A Foreign Office spokesperson said London was “deeply concerned” by the sentence, describing it as “grotesque”.
Such punishment was “prohibited under international law”, the official added.
Saudi media reports earlier said the 24-year-old man could be paralysed from the waist down if he could not pay his victim £250,000 in compensation.
Ali al-Khawahir was 14 when he stabbed a friend in the back in the Eastern Province town of al-Ahsa. He has been in prison for 10 years.
The judge in the case has reportedly interpreted the Islamic law of qisas, or retribution, that Saudi Arabia follows as meaning that he in turn could face being paralysed.
Amnesty International has described this as tantamount to torture.
The sentencing is the latest example of Saudi Arabia’s fundamentalist interpretation of Islamic law attracting international criticism.
BBC diplomatic correspondent Jonathan Marcus says the Foreign and Commonwealth Office’s comments mark an unusually strong plea to the Saudi authorities in what is, by any standards an unusual and disturbing case.
Successive British governments have struggled at times to harmonise their concerns about human rights in Saudi Arabia with the fact that the Kingdom remains a key ally and a major customer for British weaponry, he adds.

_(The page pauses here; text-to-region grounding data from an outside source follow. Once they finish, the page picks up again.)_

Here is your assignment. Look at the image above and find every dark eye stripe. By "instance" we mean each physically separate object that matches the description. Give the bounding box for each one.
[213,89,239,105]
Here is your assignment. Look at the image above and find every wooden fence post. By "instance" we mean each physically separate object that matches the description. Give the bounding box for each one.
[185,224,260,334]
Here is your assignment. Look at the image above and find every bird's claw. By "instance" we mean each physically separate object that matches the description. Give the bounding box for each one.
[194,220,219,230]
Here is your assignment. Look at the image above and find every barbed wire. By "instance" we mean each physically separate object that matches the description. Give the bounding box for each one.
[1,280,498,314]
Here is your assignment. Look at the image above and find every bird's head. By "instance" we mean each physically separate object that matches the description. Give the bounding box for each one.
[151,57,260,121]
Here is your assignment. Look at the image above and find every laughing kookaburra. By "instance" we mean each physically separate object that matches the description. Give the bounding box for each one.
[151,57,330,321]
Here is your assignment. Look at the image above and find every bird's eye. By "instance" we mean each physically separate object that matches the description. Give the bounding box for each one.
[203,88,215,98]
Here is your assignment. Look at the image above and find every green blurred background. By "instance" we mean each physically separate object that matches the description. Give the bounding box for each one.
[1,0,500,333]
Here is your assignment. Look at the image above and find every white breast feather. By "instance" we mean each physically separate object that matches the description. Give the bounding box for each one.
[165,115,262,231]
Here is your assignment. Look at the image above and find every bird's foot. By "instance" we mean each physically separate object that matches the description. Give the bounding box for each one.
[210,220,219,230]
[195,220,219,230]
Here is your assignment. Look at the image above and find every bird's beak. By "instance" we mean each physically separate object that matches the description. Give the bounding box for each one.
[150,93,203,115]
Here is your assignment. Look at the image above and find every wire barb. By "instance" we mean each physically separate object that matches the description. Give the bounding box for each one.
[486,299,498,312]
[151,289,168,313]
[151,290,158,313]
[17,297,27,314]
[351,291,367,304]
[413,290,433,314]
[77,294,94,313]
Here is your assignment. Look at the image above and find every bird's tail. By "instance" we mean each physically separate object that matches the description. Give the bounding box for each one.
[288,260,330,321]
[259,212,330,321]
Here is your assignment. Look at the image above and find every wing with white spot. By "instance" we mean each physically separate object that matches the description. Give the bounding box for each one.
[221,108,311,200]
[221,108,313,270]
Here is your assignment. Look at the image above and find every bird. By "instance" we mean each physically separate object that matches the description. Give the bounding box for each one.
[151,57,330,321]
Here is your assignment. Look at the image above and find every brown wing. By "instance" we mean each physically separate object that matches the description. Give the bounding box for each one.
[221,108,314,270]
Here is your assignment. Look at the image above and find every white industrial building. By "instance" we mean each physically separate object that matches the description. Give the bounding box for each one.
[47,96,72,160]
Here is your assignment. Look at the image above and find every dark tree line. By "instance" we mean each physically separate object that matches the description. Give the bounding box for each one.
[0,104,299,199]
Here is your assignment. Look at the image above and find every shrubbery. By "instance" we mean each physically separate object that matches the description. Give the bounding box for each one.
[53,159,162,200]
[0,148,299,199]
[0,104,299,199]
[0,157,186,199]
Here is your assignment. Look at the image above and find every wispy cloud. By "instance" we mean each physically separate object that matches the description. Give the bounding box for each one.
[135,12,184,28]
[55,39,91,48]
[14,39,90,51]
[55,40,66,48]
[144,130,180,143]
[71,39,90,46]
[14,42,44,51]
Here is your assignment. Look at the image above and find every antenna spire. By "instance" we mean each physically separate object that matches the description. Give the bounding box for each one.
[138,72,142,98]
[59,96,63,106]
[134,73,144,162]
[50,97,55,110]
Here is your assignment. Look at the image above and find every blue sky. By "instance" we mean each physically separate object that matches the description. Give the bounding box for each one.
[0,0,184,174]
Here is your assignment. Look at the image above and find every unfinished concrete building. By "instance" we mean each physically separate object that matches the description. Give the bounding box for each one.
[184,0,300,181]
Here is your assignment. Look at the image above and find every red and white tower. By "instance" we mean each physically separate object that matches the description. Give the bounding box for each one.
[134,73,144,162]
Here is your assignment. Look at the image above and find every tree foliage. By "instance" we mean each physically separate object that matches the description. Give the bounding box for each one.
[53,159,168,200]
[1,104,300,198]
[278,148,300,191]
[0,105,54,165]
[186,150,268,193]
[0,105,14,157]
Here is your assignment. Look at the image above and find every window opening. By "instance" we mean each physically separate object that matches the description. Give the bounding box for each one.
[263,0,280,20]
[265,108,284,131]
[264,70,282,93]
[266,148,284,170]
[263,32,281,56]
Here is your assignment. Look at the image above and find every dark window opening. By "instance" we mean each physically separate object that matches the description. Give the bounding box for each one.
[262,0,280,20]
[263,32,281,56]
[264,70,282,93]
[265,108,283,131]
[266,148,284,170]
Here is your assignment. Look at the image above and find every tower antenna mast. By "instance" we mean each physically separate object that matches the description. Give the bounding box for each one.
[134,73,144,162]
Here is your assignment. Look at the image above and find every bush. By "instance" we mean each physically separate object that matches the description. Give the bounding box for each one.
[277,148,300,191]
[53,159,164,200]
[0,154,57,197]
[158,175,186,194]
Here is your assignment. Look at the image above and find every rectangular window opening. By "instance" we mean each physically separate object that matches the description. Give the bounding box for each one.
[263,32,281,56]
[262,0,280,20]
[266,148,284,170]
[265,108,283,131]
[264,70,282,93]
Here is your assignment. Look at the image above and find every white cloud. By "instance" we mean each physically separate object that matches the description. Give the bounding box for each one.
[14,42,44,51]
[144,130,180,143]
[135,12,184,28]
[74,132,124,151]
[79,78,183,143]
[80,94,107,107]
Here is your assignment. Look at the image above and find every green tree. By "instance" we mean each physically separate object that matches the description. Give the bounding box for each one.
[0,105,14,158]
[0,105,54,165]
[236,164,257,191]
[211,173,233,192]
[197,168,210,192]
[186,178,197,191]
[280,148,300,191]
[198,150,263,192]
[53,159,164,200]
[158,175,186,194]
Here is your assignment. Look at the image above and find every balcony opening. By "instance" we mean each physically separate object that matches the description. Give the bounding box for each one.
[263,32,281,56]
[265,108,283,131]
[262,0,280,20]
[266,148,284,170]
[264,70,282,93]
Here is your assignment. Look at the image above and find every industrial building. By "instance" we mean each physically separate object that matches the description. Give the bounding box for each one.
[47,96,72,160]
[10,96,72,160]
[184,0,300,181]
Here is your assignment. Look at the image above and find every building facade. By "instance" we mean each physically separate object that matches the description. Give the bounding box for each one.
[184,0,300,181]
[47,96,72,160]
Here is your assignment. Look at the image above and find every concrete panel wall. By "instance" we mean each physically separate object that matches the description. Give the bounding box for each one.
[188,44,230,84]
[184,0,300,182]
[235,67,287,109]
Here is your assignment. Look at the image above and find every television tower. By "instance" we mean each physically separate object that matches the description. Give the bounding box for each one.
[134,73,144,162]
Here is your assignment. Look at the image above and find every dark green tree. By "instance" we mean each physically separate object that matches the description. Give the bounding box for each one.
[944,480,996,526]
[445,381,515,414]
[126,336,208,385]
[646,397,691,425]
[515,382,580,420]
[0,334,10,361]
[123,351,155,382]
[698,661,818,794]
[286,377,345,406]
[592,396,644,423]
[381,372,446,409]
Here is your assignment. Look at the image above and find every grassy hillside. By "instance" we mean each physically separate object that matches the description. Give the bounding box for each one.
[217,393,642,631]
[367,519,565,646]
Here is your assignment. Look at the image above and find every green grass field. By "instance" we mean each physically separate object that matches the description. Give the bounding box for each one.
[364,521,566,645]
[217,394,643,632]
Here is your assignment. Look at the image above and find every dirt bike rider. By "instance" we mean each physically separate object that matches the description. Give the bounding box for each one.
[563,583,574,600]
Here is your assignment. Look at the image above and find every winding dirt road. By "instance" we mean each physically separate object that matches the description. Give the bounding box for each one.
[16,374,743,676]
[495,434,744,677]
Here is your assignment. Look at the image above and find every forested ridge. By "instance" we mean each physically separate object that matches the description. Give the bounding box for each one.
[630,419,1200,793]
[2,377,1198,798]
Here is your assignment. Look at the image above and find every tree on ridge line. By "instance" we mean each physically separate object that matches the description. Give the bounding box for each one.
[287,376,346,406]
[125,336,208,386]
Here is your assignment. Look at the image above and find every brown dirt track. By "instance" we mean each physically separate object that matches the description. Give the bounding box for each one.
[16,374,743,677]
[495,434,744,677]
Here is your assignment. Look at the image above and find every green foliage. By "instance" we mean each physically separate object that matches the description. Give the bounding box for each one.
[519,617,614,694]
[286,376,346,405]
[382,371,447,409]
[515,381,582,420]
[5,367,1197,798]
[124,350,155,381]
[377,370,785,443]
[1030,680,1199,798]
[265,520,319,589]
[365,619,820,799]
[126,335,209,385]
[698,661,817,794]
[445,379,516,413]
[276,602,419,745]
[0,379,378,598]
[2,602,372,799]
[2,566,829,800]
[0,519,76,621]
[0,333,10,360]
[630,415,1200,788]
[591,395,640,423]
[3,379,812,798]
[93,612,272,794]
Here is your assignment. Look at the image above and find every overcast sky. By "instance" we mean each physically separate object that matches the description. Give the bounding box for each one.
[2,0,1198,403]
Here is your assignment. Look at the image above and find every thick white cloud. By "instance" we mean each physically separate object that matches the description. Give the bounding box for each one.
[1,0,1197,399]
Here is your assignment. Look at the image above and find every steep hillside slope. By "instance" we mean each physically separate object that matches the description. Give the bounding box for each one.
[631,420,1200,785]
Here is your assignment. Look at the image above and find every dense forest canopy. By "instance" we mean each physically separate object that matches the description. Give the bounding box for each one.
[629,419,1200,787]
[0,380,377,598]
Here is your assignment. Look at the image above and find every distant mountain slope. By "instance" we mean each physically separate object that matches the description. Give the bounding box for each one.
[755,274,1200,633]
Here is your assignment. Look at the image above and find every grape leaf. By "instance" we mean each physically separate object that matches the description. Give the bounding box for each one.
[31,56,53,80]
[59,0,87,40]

And the response from the U.S. government? Thus far — as far as I’m aware — none.
I guess since the U.S. is the last remaining Western country to use capital punishment and does so with a frequency not far behind Saudi Arabia’s, along with the fact that U.S. places prisoners in indefinite solitary confinement, detains suspects indefinitely without charge, and also conducts extrajudicial executions, all makes American officials reticent to pass judgement on the practices of its close Saudi allies.